Noch mehr Partizipation gefällig? Zu acht der ausgestellten Werke wurden Gedichte verfasst. Diese kann sich der Museumsbesucher während seines Rundgangs über die "Art Surfer"-Webapp anhören. Dort gibt es auch Sound-Konstellationen zu den einzelnen Ausstellungsräumen zu entdecken.
Und sonst noch...
Ein wenig Kunst gibt es bereits zu erleben, wenn man vor der Kunsthalle steht. Zumindest mit Einsatz der Dämmerung. So hat der Schweizer Lichtkünstler Daniel Hausig extra für die Fassade der Kunsthalle eine Lichtinstallation entwickelt. Drinnen gibt es außerdem ein Gemälde, das sich dreht und eines, das absichtlich völlig schief hängt, damit das Museum seinen Plan, die Bilder alle auf einer Horizontlinie zu hängen, umsetzen konnte. Es gibt zwei Sonnen, die früher einmal Wurstscheiben waren, eine Sonnenuntergangs-Postkartensammlung und mehrere Arbeiten, die sich - mal mehr mal weniger subtil - mit dem "grünen Leuchten" auseinandersetzen, einem Phänomen, das sich mit viel Glück beobachten lässt, wenn die Sonne hinter dem Meer versinkt.
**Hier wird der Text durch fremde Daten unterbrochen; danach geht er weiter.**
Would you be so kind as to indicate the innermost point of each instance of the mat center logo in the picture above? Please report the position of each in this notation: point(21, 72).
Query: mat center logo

Es gibt kitschige Arbeiten mit Berg- und Meeransichten, lustige Arbeiten, aber auch solche, die das Thema Vergänglichkeit in den Fokus rücken. Und wer genau hinsieht, wird feststellen, dass auch die Wandfarben in den einzelnen Museumsräumen nicht ganz zufällig ausgewählt wurden. Kurzum: "Sunset. Ein Hoch auf die sinkende Sonne" zeigt, wie vielseitig das Thema Sonnenuntergang in der Kunst wirklich ist, und dass es sich lohnt, dem Thema eine eigene Ausstellung zu widmen.